The retainCount is now always part of the memory layout. It gains a secondary meaning, when the retainCount is negative (though -retainCount will never show negative values). Such an object is considered to be finalized.

finalize makes a comeback

Problems with the legacy retainCount/dealloc architecture

  • due to the nature of NSAutoreleasePools it's very hard to control when exactly and in which order an objects' resources are released. With -performFinalize (see below) it can be done explicitly.
  • the object that is executing -dealloc may call a method on itself or call another object with itself as a parameter, which can lead to itself being retained. This can lead to misery and should be avoided. Move complex code to -finalize.

The rules are pretty simple, when the retainCount is decremented to zero, an object gets the -finalize message first (if -finalize has not been called before) before -dealloc. If the retainCount remains unchanged throughout -finalize, then -dealloc is called. It is guaranteed that -finalize is only called once.

If one wants to finalize "manually", one should use -performFinalize as this properly massages the retainCount. Directly calling -finalize from outside the runtime is an error.
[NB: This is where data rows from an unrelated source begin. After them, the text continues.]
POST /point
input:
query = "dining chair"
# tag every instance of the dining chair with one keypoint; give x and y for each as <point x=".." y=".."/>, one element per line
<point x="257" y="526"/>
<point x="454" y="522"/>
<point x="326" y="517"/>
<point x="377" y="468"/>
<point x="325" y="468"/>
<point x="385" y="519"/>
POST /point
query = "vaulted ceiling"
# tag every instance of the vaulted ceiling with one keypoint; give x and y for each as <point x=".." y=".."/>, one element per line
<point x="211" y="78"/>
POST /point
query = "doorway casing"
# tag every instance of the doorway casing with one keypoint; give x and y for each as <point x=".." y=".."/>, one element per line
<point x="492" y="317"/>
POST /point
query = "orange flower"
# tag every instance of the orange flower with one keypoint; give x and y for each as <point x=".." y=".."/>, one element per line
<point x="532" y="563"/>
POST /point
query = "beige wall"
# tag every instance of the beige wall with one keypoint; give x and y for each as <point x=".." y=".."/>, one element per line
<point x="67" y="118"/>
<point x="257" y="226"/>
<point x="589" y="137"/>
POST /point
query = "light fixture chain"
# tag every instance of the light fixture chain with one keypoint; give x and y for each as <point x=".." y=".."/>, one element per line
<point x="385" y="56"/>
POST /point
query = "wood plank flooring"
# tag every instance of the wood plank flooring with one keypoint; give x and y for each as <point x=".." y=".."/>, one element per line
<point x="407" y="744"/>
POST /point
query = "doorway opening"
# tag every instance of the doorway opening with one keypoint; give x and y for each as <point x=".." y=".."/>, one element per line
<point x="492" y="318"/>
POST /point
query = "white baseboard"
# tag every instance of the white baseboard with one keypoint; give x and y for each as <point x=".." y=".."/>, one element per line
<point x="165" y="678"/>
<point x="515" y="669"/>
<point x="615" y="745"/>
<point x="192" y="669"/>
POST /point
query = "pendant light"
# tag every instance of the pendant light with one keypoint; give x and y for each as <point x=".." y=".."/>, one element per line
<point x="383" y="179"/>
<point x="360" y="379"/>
In most ObjC runtimes -dealloc is used to free resources and cut links to other objects. Now -dealloc will ideally at most contain -release calls and [super dealloc]. Anything else can be done in -finalize. The idea is, that a finalized object is still useable in the object hierarchy, but not active anymore. A good example, where this is useful, is a window controller, where the window close button has been clicked. I, t may still redraw, but it doesn't react to any event actions any more.

Points of interest

  • -finalize is single-threaded by design, just like -init and -dealloc have always been (which may be useful to know). But when you -performFinalize it can only be guaranteed that no other thread is executing -finalize, not necessarily that no other thread is accessing the object. (More on that later)

That's just the way it is, some things change

As I removed the flexibility of the way objects are structured and embedded the retainCount by decree, there is no real point in overriding -retain/-release/-retainCount anymore (except possibly for debugging). Because of this -retain and -release are now compiled into nicely inlinable atomic functions, with no method or function call overhead.